Ah. Similar to the problem I've got with storing results from the AMOS XRef app. Each time I come across a Variable, Proc, Label or Function token, I need to:
- Scan the existing results for a match to the name.
- Insert a record for it if it doesn't exist.
- Insert a line number and type ("definition" or "usage") record for it.
Then, after the source scan is completed, output them in sorted order.
The 'linear' scans on the name records would give me the same problem you're getting - lengthy run times.
One solution is to use a Binary Tree structure to store the records in sorted order. They're very quick to search but have one big drawback. If the tree gets too 'unbalanced', the search time approaches that of a 'linear' scan. Worst case scenario is when the records are already in sorted order before they're inserted into the tree. The scan is then 'linear'.

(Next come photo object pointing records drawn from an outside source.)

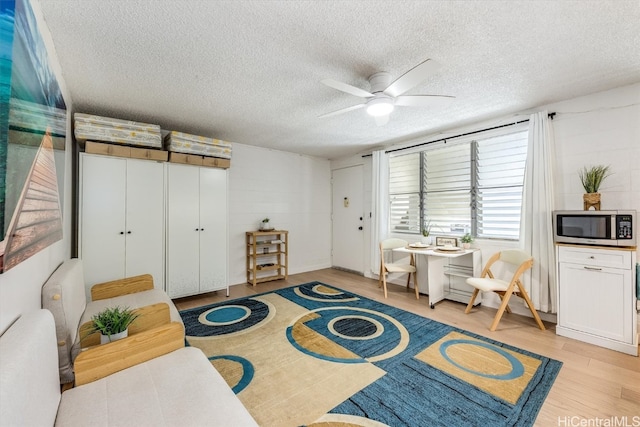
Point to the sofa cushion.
(178, 389)
(29, 382)
(64, 295)
(136, 300)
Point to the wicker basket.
(591, 200)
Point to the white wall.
(20, 287)
(294, 192)
(600, 128)
(603, 128)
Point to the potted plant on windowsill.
(112, 323)
(466, 240)
(591, 179)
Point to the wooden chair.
(390, 267)
(487, 282)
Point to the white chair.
(488, 283)
(386, 246)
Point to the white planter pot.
(113, 337)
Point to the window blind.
(500, 177)
(404, 193)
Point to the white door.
(102, 218)
(183, 230)
(145, 220)
(213, 229)
(348, 219)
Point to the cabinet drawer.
(614, 258)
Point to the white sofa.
(180, 388)
(64, 295)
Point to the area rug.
(316, 355)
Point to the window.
(471, 187)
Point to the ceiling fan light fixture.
(380, 107)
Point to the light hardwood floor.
(594, 383)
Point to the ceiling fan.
(385, 95)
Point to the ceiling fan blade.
(346, 88)
(412, 78)
(382, 120)
(343, 110)
(424, 100)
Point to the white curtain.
(536, 231)
(380, 201)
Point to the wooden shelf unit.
(267, 255)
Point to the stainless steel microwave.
(603, 228)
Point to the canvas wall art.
(33, 120)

A 'well-balanced' Binary Tree only has a maximum search time equal to its 'depth'. Which is not much gain for small collections of data but makes an enormous difference for large collections. For example: 1,000,000 records can be searched with a maximum of just 20 comparisons per search.
Putting it back-to-front:
2 ^ maximum_search_depth = number_of_recordsThere are ways to produce self-balancing Binary Trees when the records are inserted, but coding one is complex. I've shelved it for the time being to get stuck into the bug-fixing and docs projects.
I've attached a zip of some of the more useful stuff I downloaded when I was researching it. They will also explain some of the terminology I used above.